Lovely review of J the R from the Plain Dealer at www.cleveland.com.
John the Revelator’ by Peter Murphy is a compelling coming-of-age story
Sunday, August 23, 2009
Paula McLain
Peter Murphy’s darkly gorgeous debut, “John the Revelator,” is an Irish coming-of-age novel. It’s also a meditation on why we tell stories. John Devine is the only son of his colorful, chain-smoking, single mother Lily. He’s a singular boy, flung into the world on the night of a raging storm. In the opening sentence, he notes, “My mother said the thunder was so loud, she flinched when it struck, strobes of lightning and slam-dancing winds and volleys of rain until it blew itself out and sloped off like a spent beast.”
What’s key here, besides the delightful pyrotechnics of Murphy’s language, is Lily’s power and presence as a storyteller. She’s a yarn-spinner, full of fables and parables and Irish folk tales liberally interspersed with half-attributed biblical quotes. Like his namesake, the apostle who wrote the Book of Revelation, John is beset by dreadful, apocryphal dreams, the transcription of which pepper the novel as high-literary set pieces.
Through them we understand how John’s imagination colors his world, sets him apart, and also tortures him. A loner who would rather spend time with the “Harper’s Compendium of Bizarre Nature Facts” than people, John is given to fixating on the grisly details of tape-worm infestations, and other equally cringe-producing parasitic phenomena.
All this changes, gratefully, with Jamey Corboy, a new kid in town with whom John finds an instant affinity. Jamey’s an accomplished writer with a thing for Arthur Rimbaud, and he’s as charming as they come. Suddenly there’s high adventure in John’s life — trouble swirled together with real happiness. Then John is cornered by a terrible dilemma that puts Jamey’s fate in his hands.
Murphy’s portrayal of the intensity of adolescent friendships is compelling.
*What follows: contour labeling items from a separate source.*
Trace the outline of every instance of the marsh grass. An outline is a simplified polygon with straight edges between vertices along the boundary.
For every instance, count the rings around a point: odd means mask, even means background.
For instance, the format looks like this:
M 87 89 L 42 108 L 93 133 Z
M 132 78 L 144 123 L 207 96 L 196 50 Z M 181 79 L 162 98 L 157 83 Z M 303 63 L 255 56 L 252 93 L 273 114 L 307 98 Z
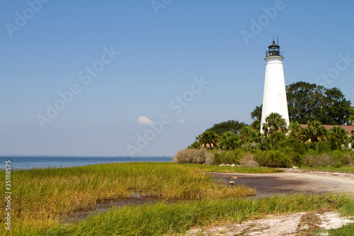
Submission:
M 0 179 L 4 176 L 5 172 L 0 172 Z M 163 201 L 212 199 L 256 194 L 252 189 L 216 184 L 198 168 L 167 162 L 13 170 L 11 185 L 12 222 L 20 228 L 52 224 L 75 211 L 94 209 L 104 200 L 142 196 Z M 1 192 L 4 187 L 0 186 Z M 1 223 L 5 201 L 0 206 Z
M 207 172 L 227 172 L 227 173 L 250 173 L 250 174 L 266 174 L 266 173 L 278 173 L 282 172 L 282 170 L 278 168 L 268 167 L 227 167 L 227 166 L 215 166 L 207 164 L 183 164 L 185 167 L 198 168 Z
M 343 195 L 272 196 L 258 199 L 204 199 L 176 203 L 127 206 L 93 215 L 82 222 L 27 229 L 26 235 L 172 235 L 192 226 L 217 225 L 264 217 L 267 214 L 338 208 L 350 202 Z

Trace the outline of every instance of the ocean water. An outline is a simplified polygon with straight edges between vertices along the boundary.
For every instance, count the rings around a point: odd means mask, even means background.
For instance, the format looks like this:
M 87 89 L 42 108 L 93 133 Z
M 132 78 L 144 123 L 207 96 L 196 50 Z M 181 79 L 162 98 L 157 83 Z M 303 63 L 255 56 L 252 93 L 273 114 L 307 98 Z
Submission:
M 11 161 L 11 169 L 70 167 L 98 163 L 171 162 L 171 157 L 78 157 L 78 156 L 0 156 L 0 169 Z

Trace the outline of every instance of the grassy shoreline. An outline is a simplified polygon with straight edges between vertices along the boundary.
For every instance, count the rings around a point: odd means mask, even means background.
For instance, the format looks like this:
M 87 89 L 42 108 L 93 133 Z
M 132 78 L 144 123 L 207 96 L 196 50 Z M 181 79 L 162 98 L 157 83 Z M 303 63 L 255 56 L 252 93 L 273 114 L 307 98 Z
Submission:
M 11 174 L 12 235 L 105 235 L 104 230 L 122 235 L 175 234 L 192 225 L 240 222 L 266 213 L 312 210 L 324 204 L 338 208 L 353 202 L 350 197 L 338 194 L 241 199 L 254 196 L 255 190 L 217 184 L 205 172 L 274 173 L 280 170 L 171 162 L 14 170 Z M 0 171 L 0 178 L 4 176 L 5 172 Z M 4 192 L 4 185 L 0 189 Z M 62 223 L 66 216 L 75 211 L 94 209 L 99 201 L 137 196 L 153 196 L 162 202 L 123 206 L 78 223 Z M 174 203 L 164 203 L 170 200 Z M 0 206 L 3 225 L 5 205 Z M 0 228 L 0 235 L 7 232 L 4 227 Z

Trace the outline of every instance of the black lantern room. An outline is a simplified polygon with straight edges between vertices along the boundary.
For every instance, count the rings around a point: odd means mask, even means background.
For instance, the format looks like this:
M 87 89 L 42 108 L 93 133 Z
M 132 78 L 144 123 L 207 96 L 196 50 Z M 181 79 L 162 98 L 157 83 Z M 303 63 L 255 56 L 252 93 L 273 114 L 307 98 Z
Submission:
M 280 50 L 280 47 L 273 40 L 273 44 L 268 47 L 266 50 L 266 57 L 270 56 L 282 56 L 282 52 Z

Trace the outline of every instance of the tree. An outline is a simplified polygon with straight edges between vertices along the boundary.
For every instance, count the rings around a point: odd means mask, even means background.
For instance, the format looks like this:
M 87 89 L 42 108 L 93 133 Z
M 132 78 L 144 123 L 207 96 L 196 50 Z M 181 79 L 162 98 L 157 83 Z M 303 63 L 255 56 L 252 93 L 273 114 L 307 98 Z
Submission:
M 251 112 L 251 118 L 253 120 L 259 120 L 261 121 L 261 119 L 262 119 L 262 108 L 263 105 L 261 104 L 261 106 L 256 106 L 256 108 Z
M 231 150 L 241 147 L 241 137 L 236 136 L 234 132 L 227 131 L 222 134 L 218 146 L 224 150 Z
M 332 150 L 346 149 L 350 141 L 348 132 L 341 126 L 334 126 L 329 130 L 329 140 Z
M 311 121 L 309 125 L 304 128 L 304 137 L 305 142 L 326 141 L 327 129 L 321 126 L 321 122 L 318 120 Z
M 282 116 L 272 112 L 266 118 L 266 123 L 263 124 L 263 130 L 266 135 L 270 135 L 275 131 L 286 133 L 287 125 Z
M 235 134 L 237 134 L 239 133 L 241 128 L 246 125 L 247 125 L 247 124 L 244 122 L 229 120 L 227 121 L 215 124 L 212 128 L 207 129 L 207 130 L 214 131 L 219 135 L 222 135 L 222 134 L 227 131 L 232 131 Z
M 346 99 L 342 92 L 337 88 L 328 89 L 325 91 L 324 108 L 322 123 L 341 125 L 349 122 L 353 115 L 350 101 Z
M 316 84 L 298 82 L 286 86 L 290 121 L 305 124 L 319 120 L 326 125 L 344 125 L 354 119 L 354 108 L 337 88 L 326 89 Z M 251 113 L 253 119 L 261 119 L 262 105 Z
M 324 86 L 298 82 L 287 86 L 286 91 L 291 121 L 305 124 L 307 120 L 319 120 L 324 106 Z
M 217 146 L 220 137 L 212 130 L 206 130 L 202 134 L 195 137 L 196 140 L 202 145 L 209 149 L 213 149 Z
M 301 139 L 302 136 L 304 135 L 304 128 L 299 124 L 297 121 L 291 122 L 289 125 L 289 137 Z
M 187 149 L 200 149 L 202 147 L 202 145 L 198 141 L 194 141 L 190 145 L 187 147 Z

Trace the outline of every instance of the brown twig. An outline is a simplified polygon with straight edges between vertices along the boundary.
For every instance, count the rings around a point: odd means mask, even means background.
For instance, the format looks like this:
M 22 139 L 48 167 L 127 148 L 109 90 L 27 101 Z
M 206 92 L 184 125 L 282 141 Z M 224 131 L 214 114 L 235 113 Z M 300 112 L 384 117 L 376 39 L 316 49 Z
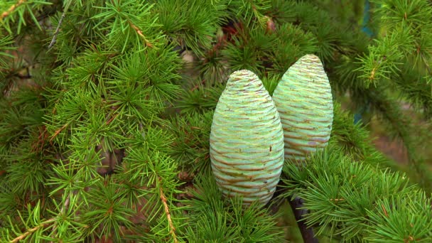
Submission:
M 148 41 L 147 40 L 147 38 L 146 38 L 146 36 L 144 36 L 144 35 L 143 34 L 143 31 L 141 30 L 140 30 L 139 28 L 138 28 L 136 26 L 135 26 L 131 21 L 128 21 L 128 23 L 129 23 L 131 27 L 132 27 L 132 28 L 134 29 L 135 31 L 136 31 L 136 33 L 138 33 L 138 35 L 144 40 L 144 43 L 146 44 L 146 45 L 147 45 L 149 48 L 153 47 L 153 45 L 151 45 L 151 43 L 150 43 L 150 41 Z
M 160 180 L 161 179 L 159 178 L 159 180 Z M 174 242 L 177 243 L 178 241 L 177 240 L 177 237 L 176 236 L 176 228 L 174 227 L 173 221 L 171 220 L 171 215 L 168 207 L 168 203 L 166 203 L 166 198 L 165 197 L 165 194 L 163 194 L 162 187 L 159 188 L 159 193 L 161 193 L 161 200 L 162 200 L 162 203 L 163 203 L 163 207 L 165 207 L 165 213 L 166 214 L 166 217 L 168 218 L 168 222 L 170 225 L 170 233 L 173 236 Z
M 5 11 L 4 12 L 1 13 L 1 19 L 7 17 L 9 16 L 9 14 L 11 14 L 11 13 L 12 13 L 14 11 L 14 10 L 15 10 L 15 9 L 18 8 L 20 5 L 23 4 L 23 3 L 26 2 L 26 0 L 19 0 L 16 4 L 11 6 L 11 7 L 9 8 L 9 9 Z
M 313 229 L 305 223 L 303 220 L 303 216 L 308 213 L 308 210 L 303 209 L 303 199 L 300 198 L 295 198 L 289 200 L 289 205 L 291 206 L 293 212 L 297 221 L 298 229 L 301 233 L 301 237 L 305 243 L 318 243 L 318 239 L 315 237 L 313 234 Z

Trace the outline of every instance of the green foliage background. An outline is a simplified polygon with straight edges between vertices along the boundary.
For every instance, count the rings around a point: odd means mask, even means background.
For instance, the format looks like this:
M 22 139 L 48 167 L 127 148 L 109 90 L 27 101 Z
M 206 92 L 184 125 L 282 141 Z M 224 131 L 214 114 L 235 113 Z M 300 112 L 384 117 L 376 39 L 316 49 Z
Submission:
M 285 242 L 300 196 L 322 240 L 431 242 L 431 4 L 371 1 L 363 23 L 364 1 L 2 1 L 0 241 Z M 271 205 L 222 200 L 209 135 L 227 76 L 271 94 L 306 54 L 333 90 L 328 148 L 286 161 Z

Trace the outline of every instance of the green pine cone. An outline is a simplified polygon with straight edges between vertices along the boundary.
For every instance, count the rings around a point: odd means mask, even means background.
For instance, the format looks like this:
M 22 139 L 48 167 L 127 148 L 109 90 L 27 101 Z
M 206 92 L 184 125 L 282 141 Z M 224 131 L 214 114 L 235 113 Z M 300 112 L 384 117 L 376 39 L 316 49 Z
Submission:
M 298 161 L 327 146 L 333 122 L 328 77 L 320 58 L 306 55 L 282 77 L 273 94 L 284 129 L 285 158 Z
M 284 163 L 284 133 L 269 92 L 252 72 L 228 79 L 213 116 L 210 158 L 225 196 L 243 196 L 243 203 L 270 200 Z

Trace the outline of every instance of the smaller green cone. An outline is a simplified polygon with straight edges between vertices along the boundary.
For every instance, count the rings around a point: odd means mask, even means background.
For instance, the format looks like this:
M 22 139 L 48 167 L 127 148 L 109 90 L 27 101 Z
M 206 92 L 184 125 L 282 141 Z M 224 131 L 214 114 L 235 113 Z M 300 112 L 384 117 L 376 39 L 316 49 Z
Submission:
M 324 148 L 333 122 L 328 77 L 319 58 L 306 55 L 285 72 L 273 94 L 284 129 L 285 158 L 301 162 Z

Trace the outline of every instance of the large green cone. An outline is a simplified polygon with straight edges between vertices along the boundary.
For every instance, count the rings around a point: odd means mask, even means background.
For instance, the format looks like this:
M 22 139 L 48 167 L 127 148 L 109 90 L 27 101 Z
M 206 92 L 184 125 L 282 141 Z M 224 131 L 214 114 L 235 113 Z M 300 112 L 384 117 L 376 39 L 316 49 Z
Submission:
M 244 205 L 270 200 L 284 163 L 284 134 L 271 97 L 251 71 L 233 72 L 219 99 L 210 158 L 225 196 L 242 195 Z
M 281 116 L 285 158 L 303 161 L 327 146 L 333 121 L 328 77 L 318 57 L 306 55 L 285 72 L 273 94 Z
He’s also a bit of a virtuoso with language and imagery: a dead owl has closed “creepy-toy eyes”; sea gulls sound like “bowed wood-saws”; men stand on the edge of a dance-hall floor “like sad silverbacks.”
Here is John searching the town dump for the “Harper’s Compendium” he believes Lily has thrown away: “My chest swelled and my eyes rolled over the landfill, taking in the banjaxed washing-machines and ratty armchairs, the collapsed cardboard boxes and broken umbrellas and discarded items of clothing. Shoes. Lots of shoes, estranged from their former partners, gone downhill since separation, laces frayed, tongues showing. A duvet stained with the shapes of countries that never existed.”
Equally memorable in this novel is the strange, magnetic love between John and his mother. As Lily sickens, we see her life force draining, but not her power over John, her indelible place in his life. The world Murphy has created for John — like the one we live in — is often full of loss and unmanageable chaos. The boy remains too aware of the decay and disintegration he quotes from his “Compendium,” but he’s also been shown, by Jamey and his mother, that our stories, if we believe them, can right us on this wildly spinning planet, and soothe us even in the direst heart of the storm.
Paula McLain is a novelist and critic in Cleveland Heights.